Dachau:Als Elfjähriger im Widerstand

Zeitzeugengespräch

Der Wiener Erich Finsches beim Zeitzeugengespräch in der KZ-Gedenkstätte Dachau.

(Foto: Niels P. Jørgensen)

Der Holocaust-Überlebende Erich Finsches aus Wien entfloh mehrmals der SS und kämpfte mit Titos Partisanen

Von Dajana Kollig

Dachau - "Die Leuten haben immer gesagt, das hat es nicht gegeben. Leider hat es das doch." Mit diesen Worten beginnt Erich Finsches, Holocaust-Überlebender aus Wien, seinen Vortrag in der Veranstaltungsreihe der "Dachauer Zeitzeugengespräche" in der KZ-Gedenkstätte Dachau. Die Zuhörer lauschen dem detaillierten Bericht des 92-jährigen Zeitzeugen, dem seine Kindheit und seine Familie 1938 von den Nationalsozialisten geraubt worden sind. Die Gedenkstättenleiterin Gabriele Hammermann moderiert das Gespräch mit Finsches, der sich genau an seine Verfolgungsgeschichte erinnert.

Erich Finsches wurde 1927 in Wien geboren. Sein Vater, Julius Finsches, wird 1938 nach dem "Anschluss" Österreichs von der Gestapo verhaftet - wie viele andere Juden, auf die sofort Jagd gemacht wurde, von Deutschen aber auch dem Großteil der Wiener nichtjüdischen Bevölkerung. "Wir haben gedacht, es kann uns nichts passieren, wir haben uns doch nichts zu Schulden kommen lassen", erzählt Finsches. Der damals erst elf Jahre alte Erich gerät bei der Suche nach seinem Vater selbst hinter Gitter und wird von der Gestapo schwer misshandelt. Er wird in das Arbeitslager Eisenerz verschleppt, von wo aus ihm die Flucht gelingt. Vier Monate lang lebt der Elf jährige im Wald, schläft in Futterkrippen und ernährt sich von dem, was er finden kann. Als er wieder in Wien ankommt, macht er seine Mutter ausfindig, die mittlerweile gezwungen wurde, mit vier anderen jüdischen Familien in einem Zimmer zu wohnen. Da er hier keinen Platz findet, lebt er fortan im Untergrund. Ausführlich erzählt Finsches, wie er bei Bäckern um altes Brot bettelte oder die Nacht unter dem Kirchenaltar verbrachte.

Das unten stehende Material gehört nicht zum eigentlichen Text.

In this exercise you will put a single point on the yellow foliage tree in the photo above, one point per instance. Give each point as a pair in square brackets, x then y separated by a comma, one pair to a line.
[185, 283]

1942 wird er von der Gestapo erneut verhaftet und zur Zwangsarbeit verpflichtet. Finsches flieht kurze Zeit später nach Ungarn, wo er in Budapest eine Lehre als Elektroinstallateur beginnt. Über Umwege kommt der Junge zu einer Spionagetätigkeit, bei der er, getarnt als Lebensmittelverkäufer die Soldaten am Bahnhof aushorcht. Er leitet die Informationen an Josip Broz Tito von den kommunistischen Partisanen weiter und bekommt die Aufgabe, im Einsatz gegen die Deutschen eine Brücke im ungarischen Grenzgebiet zu sprengen. Bei der Aktion wird Finsches angeschossen und schwer verletzt von Männern der SS aufgegriffen. 1944 wird er nach Auschwitz deportiert. Von dort aus wird er im September in das Dachauer Außenlager Mühldorf verschleppt, wo er unter unmenschlichen Bedingungen Bunkeranlagen für die Kriegswirtschaft bauen muss. "Manche sind einfach abgerutscht, die hat man dann einbetoniert, man durfte ja nicht helfen, sonst wäre man bestraft worden", berichtet er. Finsches vermittelt den Zuhörern einen Eindurck der unfassbaren Brutalität in den Lagern. "Leben und überleben, nie nachgeben, hat es geheißen", sagt Finsches, "daran hab ich mich gehalten". Auch heute hat er noch mit körperlichen Behinderungen zu kämpfen, die aus dieser Zeit stammen. Im Außenlagerkomplex bei Kaufering erlebt er, körperlich vollkommen zerstört, die Befreiung durch die amerikanischen Truppen mit.

Die detaillierten Erinnerungen Finsches verblüffen. Der 92-Jährige erzählt fast fünf Stunden lang und lässt sich auch von wiederholten Anmerkungen Hammermanns, man könne ja jetzt mal zum Jahr 1944 kommen, nicht irritieren. Eine so ausführliche Erzählung, meint sie, habe sie noch nie erlebt, sie bewundere sein Gedächtnis. Heute lebt Fisches in Wien, wo er nach dem Krieg geheiratet und eine Familie gegründet hat. Er nimmt seit vielen Jahren regelmäßig an den Befreiungsfeiern in Dachau teil.